Replying to the discussion on this Bill, Jayant Sinha, Minister of State for Finance, told the Lok Sabha that the Government had “in toto” accepted the report of the Joint Committee of Parliament that went into the Insolvency and Bankruptcy Code Bill.

This would lead to “friction-free” market processes that will help create jobs, Sinha added.

Accepting the Joint Committee report in toto meant that the new legislation has also provided for cross-border insolvency (which was not covered in the original Bill introduced in 2015).

The Bill has also strengthened workmen rights as well as creditor rights. It has sought to provide a better deal for workmen in the waterfall (priority of repayment of dues post liquidation).

The Bill ensures that there won’t be any “cherry picking” on the category of persons and that everybody (workmen, secured creditors etc) will get liquidation proceeds on a pari-passu basis, according to Sinha.

Sinha described the new legislation, as “transformational” and highlighted that it could pave the way for much broader and deeper debt markets in the country.

He also expressed hope that the new legislation would reduce the need for “personal guarantees” of promoters while availing bank loans.

Sinha was responding to the concern expressed by Member of Parliament Jayadev Galla that banks have started “tightening on promoters” and were “insisting on personal guarantees”. Galla felt that banks should not be insisting on personal guarantees.

Wilful defaulters

Sinha highlighted that proceedings against ‘wilful defaulter’ will be independent of bankruptcy. The process of action against ‘wilful defaulter’ will be “criminal” action, he said.

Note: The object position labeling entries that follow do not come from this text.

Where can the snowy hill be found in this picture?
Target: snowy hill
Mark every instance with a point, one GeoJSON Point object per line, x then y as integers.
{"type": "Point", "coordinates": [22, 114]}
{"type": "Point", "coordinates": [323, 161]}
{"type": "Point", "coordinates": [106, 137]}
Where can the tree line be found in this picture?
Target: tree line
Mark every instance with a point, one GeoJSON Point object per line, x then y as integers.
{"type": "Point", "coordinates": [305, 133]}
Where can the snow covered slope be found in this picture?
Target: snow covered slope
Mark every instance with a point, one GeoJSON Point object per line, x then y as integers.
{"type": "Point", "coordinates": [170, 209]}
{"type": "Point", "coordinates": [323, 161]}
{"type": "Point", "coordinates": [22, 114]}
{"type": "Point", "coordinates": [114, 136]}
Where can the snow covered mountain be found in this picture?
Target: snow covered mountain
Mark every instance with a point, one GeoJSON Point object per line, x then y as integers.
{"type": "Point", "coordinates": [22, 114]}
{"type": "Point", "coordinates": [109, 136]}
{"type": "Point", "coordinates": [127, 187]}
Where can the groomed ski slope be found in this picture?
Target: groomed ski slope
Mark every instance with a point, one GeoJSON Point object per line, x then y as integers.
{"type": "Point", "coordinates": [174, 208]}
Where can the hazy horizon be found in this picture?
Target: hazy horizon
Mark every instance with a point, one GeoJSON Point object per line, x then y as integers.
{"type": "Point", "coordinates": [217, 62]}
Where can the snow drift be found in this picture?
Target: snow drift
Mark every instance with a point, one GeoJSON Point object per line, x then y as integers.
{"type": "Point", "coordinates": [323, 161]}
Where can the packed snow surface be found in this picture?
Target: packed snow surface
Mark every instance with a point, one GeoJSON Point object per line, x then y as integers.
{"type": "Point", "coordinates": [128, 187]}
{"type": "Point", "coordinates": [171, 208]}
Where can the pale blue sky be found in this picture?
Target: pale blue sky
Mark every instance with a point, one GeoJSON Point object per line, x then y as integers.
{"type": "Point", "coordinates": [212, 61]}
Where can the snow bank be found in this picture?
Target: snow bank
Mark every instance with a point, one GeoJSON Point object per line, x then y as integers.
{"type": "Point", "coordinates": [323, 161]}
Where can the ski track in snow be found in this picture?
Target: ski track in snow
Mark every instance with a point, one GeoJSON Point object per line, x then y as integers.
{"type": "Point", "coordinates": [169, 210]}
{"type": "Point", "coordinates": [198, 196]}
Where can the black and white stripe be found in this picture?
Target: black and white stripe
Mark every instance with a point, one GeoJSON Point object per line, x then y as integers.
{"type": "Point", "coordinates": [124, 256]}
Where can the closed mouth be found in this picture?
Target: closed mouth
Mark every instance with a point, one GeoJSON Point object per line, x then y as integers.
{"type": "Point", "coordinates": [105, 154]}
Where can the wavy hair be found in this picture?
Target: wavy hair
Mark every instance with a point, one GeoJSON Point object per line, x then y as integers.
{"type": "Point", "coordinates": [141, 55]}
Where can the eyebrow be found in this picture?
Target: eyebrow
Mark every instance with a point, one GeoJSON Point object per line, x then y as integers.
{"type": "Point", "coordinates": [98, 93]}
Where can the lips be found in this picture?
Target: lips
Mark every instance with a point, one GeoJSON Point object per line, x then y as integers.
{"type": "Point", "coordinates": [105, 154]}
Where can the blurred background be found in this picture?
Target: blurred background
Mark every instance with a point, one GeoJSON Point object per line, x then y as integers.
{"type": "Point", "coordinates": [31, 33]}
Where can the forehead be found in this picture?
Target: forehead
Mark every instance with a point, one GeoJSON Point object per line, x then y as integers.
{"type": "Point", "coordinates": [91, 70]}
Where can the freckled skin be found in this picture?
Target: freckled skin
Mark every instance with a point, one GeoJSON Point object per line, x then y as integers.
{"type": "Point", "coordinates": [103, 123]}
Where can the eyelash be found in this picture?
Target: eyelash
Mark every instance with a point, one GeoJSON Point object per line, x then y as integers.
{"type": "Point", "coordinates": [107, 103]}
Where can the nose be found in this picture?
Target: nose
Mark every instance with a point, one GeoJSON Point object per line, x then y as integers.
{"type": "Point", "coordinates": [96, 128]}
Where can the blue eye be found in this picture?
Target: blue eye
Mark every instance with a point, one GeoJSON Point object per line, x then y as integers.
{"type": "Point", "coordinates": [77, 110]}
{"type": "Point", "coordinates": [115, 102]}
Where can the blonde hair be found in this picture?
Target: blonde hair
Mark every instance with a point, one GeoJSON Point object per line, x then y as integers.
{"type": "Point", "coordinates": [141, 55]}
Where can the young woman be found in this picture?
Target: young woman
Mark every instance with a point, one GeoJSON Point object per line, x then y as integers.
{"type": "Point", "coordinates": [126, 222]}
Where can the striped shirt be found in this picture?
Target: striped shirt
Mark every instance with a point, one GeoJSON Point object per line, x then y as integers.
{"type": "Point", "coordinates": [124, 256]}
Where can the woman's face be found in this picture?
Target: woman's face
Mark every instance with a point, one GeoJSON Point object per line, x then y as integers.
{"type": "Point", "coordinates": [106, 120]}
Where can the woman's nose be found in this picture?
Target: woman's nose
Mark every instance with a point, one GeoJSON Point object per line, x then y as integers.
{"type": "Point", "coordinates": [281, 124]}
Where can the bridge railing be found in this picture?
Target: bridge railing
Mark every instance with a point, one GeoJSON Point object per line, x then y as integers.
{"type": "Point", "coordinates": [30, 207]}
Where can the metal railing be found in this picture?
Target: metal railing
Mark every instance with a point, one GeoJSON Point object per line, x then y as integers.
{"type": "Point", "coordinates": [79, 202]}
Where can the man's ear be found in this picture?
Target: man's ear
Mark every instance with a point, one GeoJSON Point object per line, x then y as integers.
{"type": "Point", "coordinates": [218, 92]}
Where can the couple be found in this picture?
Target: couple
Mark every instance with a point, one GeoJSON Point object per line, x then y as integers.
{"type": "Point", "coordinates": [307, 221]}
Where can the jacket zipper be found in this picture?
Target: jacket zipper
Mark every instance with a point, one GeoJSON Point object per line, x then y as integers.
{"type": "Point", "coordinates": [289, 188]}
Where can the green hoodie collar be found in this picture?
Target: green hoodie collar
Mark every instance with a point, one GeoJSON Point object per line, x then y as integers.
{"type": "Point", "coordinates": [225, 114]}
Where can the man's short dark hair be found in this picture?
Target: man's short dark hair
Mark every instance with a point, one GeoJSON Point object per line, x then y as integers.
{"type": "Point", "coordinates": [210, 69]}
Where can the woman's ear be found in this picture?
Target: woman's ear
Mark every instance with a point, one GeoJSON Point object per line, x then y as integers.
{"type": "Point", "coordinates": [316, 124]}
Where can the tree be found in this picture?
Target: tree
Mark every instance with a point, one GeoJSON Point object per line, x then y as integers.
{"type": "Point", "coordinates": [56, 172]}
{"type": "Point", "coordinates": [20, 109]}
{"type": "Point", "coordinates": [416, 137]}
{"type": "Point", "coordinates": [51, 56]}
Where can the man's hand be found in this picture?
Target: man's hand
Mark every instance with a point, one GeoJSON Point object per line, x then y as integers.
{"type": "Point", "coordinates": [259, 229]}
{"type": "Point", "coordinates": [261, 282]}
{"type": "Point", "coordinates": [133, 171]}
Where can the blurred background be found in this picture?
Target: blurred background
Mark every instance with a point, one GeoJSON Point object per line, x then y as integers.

He said that wilful defaulters (in the banking system) are being identified and as on date over 7,000 such defaulters have already been identified.

A wilful defaulter is one who does not pay back bank loans and also siphons off funds advanced by banks to deploy them for other uses.

Asked about the status of asset reconstruction companies (ARCs) in India once the Insolvency and Bankruptcy Code gets enacted into a law, Sinha said that ARCs will have a role to play.

Status of ARCs

“The ARCs will be a valuable element of the new ecosystem being put in place by us,” Sinha said.

The government had recently allowed up to 100 per cent foreign direct investment in ARCs.